The problem, Feely says, comes down to a flaw in the RA itself: While the developers intended for the RA to be used in conjunction with clinical judgment, they never provide any guidance or methodology on how to integrate the two. The propensity is to blame the workers, or the agencies, for the RA’s shortcomings, she says, but workers consistently found the tool to be problematic, and the study validates those concerns.

“Without guidance, it’s not clear how to integrate them, exactly, because it’s not another piece of more qualitative information, which we would use in clinical judgment, but a hard number,” Feely says. “We found that organizational context really matters for the application of the RA, and that because it’s not specified in the model, organizations are responsible for figuring out how to integrate the score with clinical judgment themselves.”

While that led to some workers in the “tight state” manipulating the RA, it also led workers to escalate cases involving families that, through clinical judgement, would likely not have been considered at risk. Feely said that unnecessarily high rates of child welfare involvement, particularly in marginalized communities or communities with many Black, Indigenous, or other people of color, contributes to the overall sense that the system is unfair.

“You can see how frustrating it would be if your child had autism, or was categorized as having behavioral or mental health issues, and you were on antidepressants, and then all of a sudden you’re labeled as at risk,” she says. “You can’t do anything about those things. You can’t fix them. You’re not going to go off your antidepressants, because that obviously would make it worse.”

She continues, “It feels like the conservative option is to err on the side of having more false positives, where people that are really not at risk are misidentified as at risk. But there are real downsides to that, and I think that, in child welfare, we’re seeing a sort of paralleling with some of the attention that’s on police – there are longer-term big consequences when we keep getting it wrong, because people don’t trust the system.”

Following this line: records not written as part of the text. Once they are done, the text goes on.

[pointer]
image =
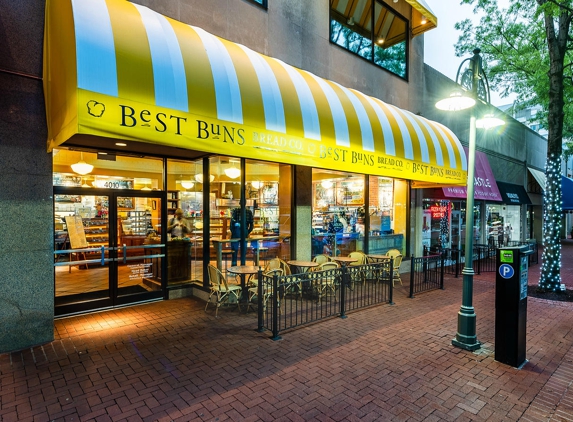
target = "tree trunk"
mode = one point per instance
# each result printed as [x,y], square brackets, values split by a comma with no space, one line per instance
[550,270]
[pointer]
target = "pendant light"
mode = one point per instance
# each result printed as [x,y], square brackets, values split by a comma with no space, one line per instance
[187,184]
[81,167]
[233,172]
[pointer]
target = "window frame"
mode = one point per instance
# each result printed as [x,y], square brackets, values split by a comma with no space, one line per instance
[372,40]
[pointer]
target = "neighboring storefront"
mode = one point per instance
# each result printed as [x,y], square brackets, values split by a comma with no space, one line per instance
[444,209]
[127,89]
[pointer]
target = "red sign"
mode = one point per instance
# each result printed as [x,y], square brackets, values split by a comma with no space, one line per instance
[439,211]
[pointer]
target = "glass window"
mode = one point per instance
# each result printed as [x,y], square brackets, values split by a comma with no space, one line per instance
[372,31]
[337,219]
[387,212]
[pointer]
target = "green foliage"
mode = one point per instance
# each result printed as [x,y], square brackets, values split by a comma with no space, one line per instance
[527,51]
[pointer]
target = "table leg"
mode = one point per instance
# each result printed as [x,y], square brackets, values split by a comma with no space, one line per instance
[219,249]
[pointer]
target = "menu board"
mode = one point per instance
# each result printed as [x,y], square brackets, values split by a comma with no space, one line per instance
[76,232]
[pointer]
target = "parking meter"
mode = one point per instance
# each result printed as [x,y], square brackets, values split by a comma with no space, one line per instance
[511,305]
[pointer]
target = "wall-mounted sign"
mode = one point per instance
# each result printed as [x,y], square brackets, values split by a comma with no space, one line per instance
[439,211]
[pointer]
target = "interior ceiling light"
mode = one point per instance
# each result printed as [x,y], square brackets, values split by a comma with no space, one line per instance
[187,184]
[233,172]
[81,167]
[199,177]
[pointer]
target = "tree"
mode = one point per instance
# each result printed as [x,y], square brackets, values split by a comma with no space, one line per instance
[528,48]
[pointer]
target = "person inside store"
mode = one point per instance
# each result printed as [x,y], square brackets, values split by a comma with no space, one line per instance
[100,211]
[236,231]
[178,225]
[335,227]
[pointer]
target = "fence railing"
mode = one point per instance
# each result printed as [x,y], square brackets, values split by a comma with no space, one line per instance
[289,301]
[426,273]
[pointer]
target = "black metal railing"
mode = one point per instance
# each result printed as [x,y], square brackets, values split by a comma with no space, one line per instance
[426,273]
[289,301]
[452,259]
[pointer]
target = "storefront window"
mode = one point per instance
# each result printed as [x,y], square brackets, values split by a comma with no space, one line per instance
[372,31]
[338,201]
[387,209]
[444,224]
[503,224]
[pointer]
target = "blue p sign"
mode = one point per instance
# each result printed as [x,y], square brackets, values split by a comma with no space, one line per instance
[506,271]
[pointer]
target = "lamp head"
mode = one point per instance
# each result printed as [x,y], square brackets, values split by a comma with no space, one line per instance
[455,102]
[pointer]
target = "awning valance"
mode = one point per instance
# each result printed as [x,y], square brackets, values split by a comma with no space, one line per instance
[119,70]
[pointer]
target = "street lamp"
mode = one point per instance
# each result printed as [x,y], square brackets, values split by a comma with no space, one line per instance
[474,81]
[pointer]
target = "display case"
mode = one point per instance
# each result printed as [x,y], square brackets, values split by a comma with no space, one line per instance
[173,201]
[136,223]
[96,231]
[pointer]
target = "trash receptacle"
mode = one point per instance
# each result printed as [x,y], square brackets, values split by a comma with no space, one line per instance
[511,305]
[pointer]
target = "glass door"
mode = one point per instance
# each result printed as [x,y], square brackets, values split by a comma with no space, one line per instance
[82,250]
[140,251]
[108,249]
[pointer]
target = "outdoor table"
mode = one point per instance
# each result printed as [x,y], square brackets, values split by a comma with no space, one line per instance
[244,270]
[344,260]
[219,242]
[303,266]
[379,258]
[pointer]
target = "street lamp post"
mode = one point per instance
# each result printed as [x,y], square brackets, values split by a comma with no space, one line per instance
[473,79]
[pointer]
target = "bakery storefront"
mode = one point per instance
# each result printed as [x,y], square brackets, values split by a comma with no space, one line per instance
[148,115]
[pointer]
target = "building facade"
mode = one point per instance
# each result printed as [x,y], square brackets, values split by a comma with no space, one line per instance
[332,98]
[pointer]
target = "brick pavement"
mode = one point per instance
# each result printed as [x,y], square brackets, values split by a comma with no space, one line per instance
[170,360]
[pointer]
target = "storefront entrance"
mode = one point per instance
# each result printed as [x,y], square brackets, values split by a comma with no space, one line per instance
[108,249]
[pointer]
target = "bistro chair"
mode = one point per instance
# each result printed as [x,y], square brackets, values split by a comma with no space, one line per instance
[393,253]
[267,288]
[222,290]
[396,269]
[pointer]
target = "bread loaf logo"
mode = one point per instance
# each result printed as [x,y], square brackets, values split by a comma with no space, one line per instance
[95,109]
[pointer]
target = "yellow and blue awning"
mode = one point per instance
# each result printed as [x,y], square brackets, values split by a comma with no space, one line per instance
[116,69]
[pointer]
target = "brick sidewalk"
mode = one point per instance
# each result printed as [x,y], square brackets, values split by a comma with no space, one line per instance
[172,361]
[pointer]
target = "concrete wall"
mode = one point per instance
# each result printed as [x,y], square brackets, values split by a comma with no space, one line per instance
[26,209]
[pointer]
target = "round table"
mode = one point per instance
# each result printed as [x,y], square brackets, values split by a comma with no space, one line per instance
[343,260]
[303,266]
[379,258]
[244,270]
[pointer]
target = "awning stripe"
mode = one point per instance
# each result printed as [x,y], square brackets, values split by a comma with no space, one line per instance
[365,125]
[403,127]
[130,56]
[429,132]
[227,91]
[95,50]
[272,99]
[337,111]
[390,148]
[307,104]
[168,69]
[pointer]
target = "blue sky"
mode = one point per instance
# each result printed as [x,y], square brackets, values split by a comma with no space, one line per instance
[439,43]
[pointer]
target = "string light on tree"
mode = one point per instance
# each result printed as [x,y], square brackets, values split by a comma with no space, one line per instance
[551,257]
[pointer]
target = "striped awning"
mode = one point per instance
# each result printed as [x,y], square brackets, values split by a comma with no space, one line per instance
[116,69]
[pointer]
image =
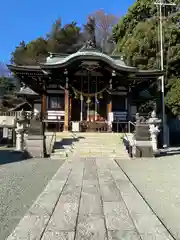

While a clinical-based approach offers more nuance, she says, it also loses what could make the process more consistent. As the RA and other prognostic tools and their potential use in child welfare situations are being discussed, Feely said that this study offers a cautionary tale that should encourage policymakers to be wary of trusting a tool more than is warranted.

“A main issue is really having a more open discussion of how these sort of probability-based tools should be included into the context of clinical decision-making,” she says. “I think that the move toward trying to incorporate more evidence and a more scientific base in social services, is positive, but I think it has to be really carefully balanced with the limits of that science. Overestimating the science, and the veracity of it, and its ability to be applicable in a particular situation, can be just as problematic for families and society as under-using it.”


Primary data collection for this study was conducted by Dr. Bosk in an independent study and is unrelated to Dr. Feely’s association with the Connecticut Department of Children and Families (CT DCF). Dr. Feely’s co-authorship does not imply any association between the study data or findings and the CT DCF.